We all know the story: busy days with full family schedules can lead to grabbing the fastest thing for dinner. Unfortunately, that may be the worst thing you can do for your health. Creating a plan for easy, healthy dinner ideas will not only help you manage your evening, but your health, too!
What is Inflammation?
If you’ve ever sprained an ankle, stubbed a toe, or had a paper cut, you’ve experienced inflammation. When the body experiences anything from injury, bacteria, or a virus, it reacts by sending more white blood cells to help repair and restore health. This vital part of our immune system takes care of the problem. Sometimes we feel this as swelling, redness, fever, or tenderness. Inflammation in response to an injury can protect your body. Your body sends blood to the site of injury, creating swelling that protects from further injury. Acute inflammation quickly goes away with healing.
Chronic inflammation typically occurs on the inside of the body when there is long term illness or disease. The immune system is working overtime and continues to react. Many diseases are linked to chronic inflammation, like asthma, heart disease, cancers, chronic pain, diabetes, and more. Chronic inflammation, however, has a much different effect on your body. With chronic inflammation, the body continues to react as if there is an injury present. When the body is taxed for one reason or another, cells send distress signals (and inflammatory response) until the cause is removed. If the cause is not removed (i.e., injury healed) then cells continue to alert the immune system that there is trouble.¹
Food is one way we can support the body. Some foods help reduce inflammation, others can increase it and make symptoms worse. When we continue to feed the body food that increases inflammation, we are causing more damage over time. The good news is that inflammation and its damage is largely reversible with some simple changes.¹
How Do Foods Support a Non-Inflammatory Lifestyle?
Healthy, nourishing foods are filled with nutrients needed for the body to sustain life and health. Some of these nutrients also reduce inflammation. Foods rich in omega-3 fatty acids, polyphenols, and fiber are beneficial when trying to reduce inflammation.
- Omega 3 Fatty Acids: Cold-water fish like salmon, mackerel and sardines are high in omega-3 fatty acids. These healthy fats stop inflammatory compounds from forming. They also reduce existing inflammation in the body.²
- Polyphenols: Polyphenols are a protective plant compound.
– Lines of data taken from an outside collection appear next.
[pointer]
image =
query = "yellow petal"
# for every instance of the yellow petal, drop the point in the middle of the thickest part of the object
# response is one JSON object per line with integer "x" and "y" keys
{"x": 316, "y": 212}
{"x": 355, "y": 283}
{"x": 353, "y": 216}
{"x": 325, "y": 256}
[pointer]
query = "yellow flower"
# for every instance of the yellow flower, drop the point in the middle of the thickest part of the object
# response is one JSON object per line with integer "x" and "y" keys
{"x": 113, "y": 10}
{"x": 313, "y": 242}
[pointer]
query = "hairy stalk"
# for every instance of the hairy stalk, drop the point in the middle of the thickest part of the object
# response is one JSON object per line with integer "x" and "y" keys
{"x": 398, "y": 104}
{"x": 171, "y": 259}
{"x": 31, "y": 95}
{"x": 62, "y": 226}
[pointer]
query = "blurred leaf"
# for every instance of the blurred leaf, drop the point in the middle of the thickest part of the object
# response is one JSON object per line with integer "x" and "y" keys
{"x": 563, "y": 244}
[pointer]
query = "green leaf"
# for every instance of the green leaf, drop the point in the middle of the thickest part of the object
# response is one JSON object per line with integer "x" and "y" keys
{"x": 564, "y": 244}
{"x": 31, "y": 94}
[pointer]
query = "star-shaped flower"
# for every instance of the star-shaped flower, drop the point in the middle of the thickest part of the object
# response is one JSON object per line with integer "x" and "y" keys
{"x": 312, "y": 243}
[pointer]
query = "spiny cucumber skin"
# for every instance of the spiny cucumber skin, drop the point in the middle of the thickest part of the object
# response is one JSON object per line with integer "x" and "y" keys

Berries, dark chocolate, herbs, and spices are rich in polyphenols. This compound is linked to reduced inflammation in the body. Anthocyanins (a type of polyphenol found in berries) prevent inflammatory compounds from forming.²
- Fiber: Fiber is one of the most beneficial nutrients for fueling your body. It helps lower inflammatory protein levels in the body. Additionally, fiber feeds good bacteria in the gut microbiome. This bacterial fermentation produces substances that reduce body-wide inflammation. Fruits, vegetables, beans, and lentils are good sources of fiber.²
You’ll notice what is not on this list: soda, doughnuts, alcohol, chips, and hot dogs. It’s also possible to make inflammation worse when we eat processed, sugar laden foods. These foods don’t contain much in the way of nutrition and tend to cause an inflammatory response.
For some people, even the healthiest foods can cause inflammation. Allergies also trigger an immune response. Always remember to avoid them when you are putting together your grocery lists and menu! Remember to use organic, high quality foods. Conventionally farmed foods and conventional meats can also cause inflammation.
With today’s busy lifestyle, it takes a conscious effort to make healthy choices. Here are a few tricks to help ensure good food choices:
- Make a menu: Before you go to the grocery store, make a menu of the dishes you’ll want to make for the week. Not only will this help with wise food choices, we’ve found it saves time and money. And you’ll have a quick answer for the question, “What’s for dinner?” When you don’t have to put extra thought into what you’ll have for dinner, you’ll most likely make better choices.
- Shop from a list: Once you have a menu ready, use it to make a shopping list. Don’t go to the store without a list! This will also help cut down on impulse buys. Be sure to add snacks like nuts and a variety of fruits and vegetables.
- Meal prep: Whether you dedicate one day a week, a day a month, or prep every couple of days, you’ll find putting meals together is a lot simpler if you have the components ready to go. When you’ve put this work in ahead of time, it will make it harder to go through a drive through for the poor nutrition choices. This will also help when you are preparing foods for a family with multiple allergies.